When you look at the CMS audit outbriefs, the most common pitfall is that people ignore the documentation request, which is really an unforced error. If you get the request for documentation or for a chart audit, you need to take it seriously. The problem in a hospital outpatient department (HOPD) is that many of these requests are seen as going directly to medical records, and medical records doesn't know what is required. Typically, the medical Records Separtment will just send one day and they won't send the initial consultation. They won't send the laboratory values that show that you've looked at nutritional assessment. They won't send the vascular assessment because they're responding to what they're being asked for, which is that particular date of service.

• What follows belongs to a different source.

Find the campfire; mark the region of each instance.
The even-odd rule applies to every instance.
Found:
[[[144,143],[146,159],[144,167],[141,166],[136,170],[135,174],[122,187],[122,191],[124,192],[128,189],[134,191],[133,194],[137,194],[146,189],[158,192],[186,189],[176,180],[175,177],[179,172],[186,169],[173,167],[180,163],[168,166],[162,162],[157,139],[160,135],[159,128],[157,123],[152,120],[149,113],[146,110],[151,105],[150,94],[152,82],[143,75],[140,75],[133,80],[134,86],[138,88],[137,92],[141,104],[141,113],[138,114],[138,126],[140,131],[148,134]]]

So if you're in an HOPD, there has to be a process in place where when one of these requests come in, it actually goes to the department, to the program manager or to the medical director to be addressed. In an office setting, that's a little less of a problem.
The other problem is that with the electronic medical record there is a disconnect between what you are seeing on your screen as you're documenting and what gets printed out at the end and so it's really imperative that you establish a self-auditing system and actually kill some trees and print the medical record because that is what's going to get sent to CMS or to any of the other organizations that are doing these audits. You have to make sure what is printed is actually reflecting the care you gave and that you didn't say something stupid inadvertently that will torpedo the review.
What trends are you seeing in audits?
Audits are becoming more comprehensive. They're learning and they're actually reading product inserts and so if you're applying a product and you are not documenting that you followed the instructions that are given in the product insert, that's a reason for denial.
They're also looking at, for example, with cellular- and tissue-based products, they're looking at making sure you are picking a product that is an appropriate size and that you're documenting what you use and what you waste. Even though there is some variability in the documentation requirements between hospital outpatient department and an office-based practice, it is still important that you document that within the clinical record.
The other thing is that audits are becoming more sophisticated or more aware of the areas where we tend to be a little more lackadaisical in our documentation and so CMS is starting to hone in on these areas. These documentation requirements change not only with the governmental insurance plans but also with commercial plans. It really behooves you to do a review of your major carriers every 6 months.
If they have a medical policy for hyperbaric oxygen or for wound debridement or for skin substitutes they need to be accessed and reviewed biannually. You need to know what they are because the subtle changes are where they're going to catch you up. They now have put new rules down, and you need to follow those new rules. Ignorance is not an excuse.
Helen B. Gelly, MD, FUHM, FACCWS, UHM/ABPM, is the President and founder of Regenerative and Hyperbaric Medicine, Marietta, GA. Dr. Gelly is emeritus medical director of the Hyperbaric Physicians of Georgia, Atlanta.